Although Section 5 includes a provision permitting companies to impose “reasonable terms” on transfers to ensure privacy and security, this safeguard is inadequate. The bill simultaneously requires that such terms must not “unfairly preference” the originating service’s own platform, creating an irreconcilable tension between meaningful security protections and the bill’s openness mandate.
The Bill Freezes Security Standards and Impedes Innovation
SB 111 creates a perverse incentive structure that freezes security standards in time. Platforms may be forced to delay or abandon advanced encryption and safety upgrades simply because those improvements are incompatible with the mandated interoperability protocols. The bill effectively prioritizes static regulatory compliance over the dynamic ability of companies to innovate against ever-evolving cyber threats. At a time when sophisticated cyberattacks are growing more frequent and more damaging, South Dakota should not be tying the hands of the very companies responsible for protecting its residents’ data.
The Bill Misunderstands How Consumers Use Social Media
SB 111 fundamentally misunderstands how users engage online. It operates on the flawed premise that all social networks are interchangeable utilities. But users intentionally treat them as distinct communities. People curate different profiles for different audiences—they do not want their professional network on LinkedIn merging with their private family photos on Instagram, or their neighborhood watch discussions on Nextdoor bleeding into public political debates found on X. By treating these distinct contexts as obstacles to be removed, the bill homogenizes the internet. It forces diverse platforms to act like “dumb pipes,” thereby actually reducing consumer choice rather than expanding it.
The Bill Faces Insurmountable Constitutional Hurdles
SB 111 raises multiple federal constitutional concerns that would expose the State to costly and likely unsuccessful litigation.
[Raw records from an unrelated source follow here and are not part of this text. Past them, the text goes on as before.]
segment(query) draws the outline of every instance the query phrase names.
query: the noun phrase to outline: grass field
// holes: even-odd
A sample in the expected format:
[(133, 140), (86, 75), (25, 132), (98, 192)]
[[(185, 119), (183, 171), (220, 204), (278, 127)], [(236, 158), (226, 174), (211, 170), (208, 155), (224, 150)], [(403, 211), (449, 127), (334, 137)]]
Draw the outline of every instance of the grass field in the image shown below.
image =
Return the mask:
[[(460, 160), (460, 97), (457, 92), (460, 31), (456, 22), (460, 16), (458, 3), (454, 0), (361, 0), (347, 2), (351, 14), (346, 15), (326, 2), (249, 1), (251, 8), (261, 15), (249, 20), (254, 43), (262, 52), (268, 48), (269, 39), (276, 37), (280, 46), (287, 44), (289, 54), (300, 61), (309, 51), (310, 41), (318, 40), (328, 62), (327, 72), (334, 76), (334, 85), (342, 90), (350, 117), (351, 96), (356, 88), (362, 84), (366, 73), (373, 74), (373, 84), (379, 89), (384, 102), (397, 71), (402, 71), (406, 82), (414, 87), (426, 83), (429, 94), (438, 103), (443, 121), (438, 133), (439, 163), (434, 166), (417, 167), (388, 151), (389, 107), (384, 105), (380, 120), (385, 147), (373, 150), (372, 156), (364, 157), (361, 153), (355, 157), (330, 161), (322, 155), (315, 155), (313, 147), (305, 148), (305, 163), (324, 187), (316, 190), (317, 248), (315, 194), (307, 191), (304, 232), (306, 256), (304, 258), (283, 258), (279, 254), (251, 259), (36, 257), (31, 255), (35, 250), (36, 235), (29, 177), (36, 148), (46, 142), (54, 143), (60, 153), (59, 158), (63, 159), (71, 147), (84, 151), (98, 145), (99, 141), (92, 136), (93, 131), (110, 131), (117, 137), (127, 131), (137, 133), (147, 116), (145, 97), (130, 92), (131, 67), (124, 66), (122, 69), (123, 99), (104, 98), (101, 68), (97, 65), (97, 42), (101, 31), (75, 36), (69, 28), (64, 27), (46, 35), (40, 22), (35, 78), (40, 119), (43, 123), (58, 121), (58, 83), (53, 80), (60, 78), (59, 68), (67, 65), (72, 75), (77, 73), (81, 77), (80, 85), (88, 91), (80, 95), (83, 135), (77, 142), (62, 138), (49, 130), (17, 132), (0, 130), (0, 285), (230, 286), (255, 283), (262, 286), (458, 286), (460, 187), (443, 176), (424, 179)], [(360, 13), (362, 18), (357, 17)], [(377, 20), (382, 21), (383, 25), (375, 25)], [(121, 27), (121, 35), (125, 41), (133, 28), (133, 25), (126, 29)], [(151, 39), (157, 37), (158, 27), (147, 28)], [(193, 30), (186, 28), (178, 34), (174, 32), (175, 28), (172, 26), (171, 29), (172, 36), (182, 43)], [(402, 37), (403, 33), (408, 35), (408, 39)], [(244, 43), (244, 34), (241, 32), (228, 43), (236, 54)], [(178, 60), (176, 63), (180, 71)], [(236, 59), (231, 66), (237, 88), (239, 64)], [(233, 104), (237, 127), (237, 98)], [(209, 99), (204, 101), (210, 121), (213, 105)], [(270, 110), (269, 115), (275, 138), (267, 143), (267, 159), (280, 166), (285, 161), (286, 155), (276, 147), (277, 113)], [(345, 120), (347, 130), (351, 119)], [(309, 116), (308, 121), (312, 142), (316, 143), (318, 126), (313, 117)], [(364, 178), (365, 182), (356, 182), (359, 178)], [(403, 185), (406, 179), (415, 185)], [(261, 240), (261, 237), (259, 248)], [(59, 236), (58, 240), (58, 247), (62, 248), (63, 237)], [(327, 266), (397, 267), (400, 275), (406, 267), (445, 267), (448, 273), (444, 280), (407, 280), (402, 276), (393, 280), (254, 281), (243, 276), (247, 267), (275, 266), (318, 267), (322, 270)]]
As the United States Supreme Court affirmed in Moody v. NetChoice (2024), platforms have a First Amendment right to curate content and design their services as they see fit. Forcing a platform to carry the data, code, or content of a competitor through mandated interoperability is a form of compelled speech. Moreover, requiring companies to hand over proprietary technology and user data to rivals without compensation raises serious Takings Clause concerns under the Fifth Amendment.
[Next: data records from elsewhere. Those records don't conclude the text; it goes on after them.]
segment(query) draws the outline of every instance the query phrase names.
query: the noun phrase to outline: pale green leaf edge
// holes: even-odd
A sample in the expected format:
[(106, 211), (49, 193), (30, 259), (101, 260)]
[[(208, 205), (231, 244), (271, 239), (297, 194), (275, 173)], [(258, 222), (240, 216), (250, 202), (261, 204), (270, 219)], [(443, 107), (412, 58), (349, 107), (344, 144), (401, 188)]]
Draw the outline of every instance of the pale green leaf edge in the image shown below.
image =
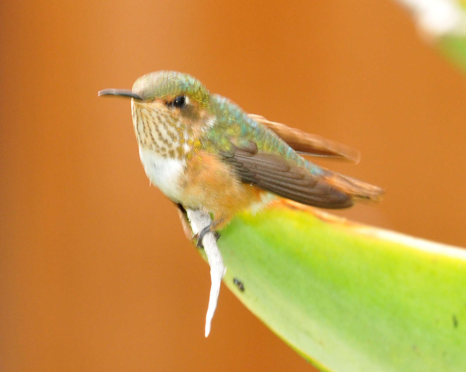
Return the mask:
[(466, 251), (284, 202), (221, 234), (225, 284), (321, 370), (466, 371)]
Combined with the Dormant Commerce Clause issues raised by creating a state-specific technical mandate on fundamentally interstate services such as online social media platforms, this bill is legally compromised from multiple directions. Signing it into law would invite immediate legal challenge and impose significant litigation costs on the State.
For these reasons, we respectfully urge you to protect the privacy, security and constitutional rights of South Dakotans by vetoing Senate Bill 111. NetChoice remains committed to working with your office and the Legislature on targeted, constitutionally sound approaches to data portability and consumer empowerment that do not create the serious risks outlined above.
Sincerely,
Patrick Hedger
Director of Policy, NetChoice (The views of NetChoice expressed here do not necessarily represent the views of all NetChoice members.)
NetChoice is a trade association that works to protect free expression and promote free enterprise online.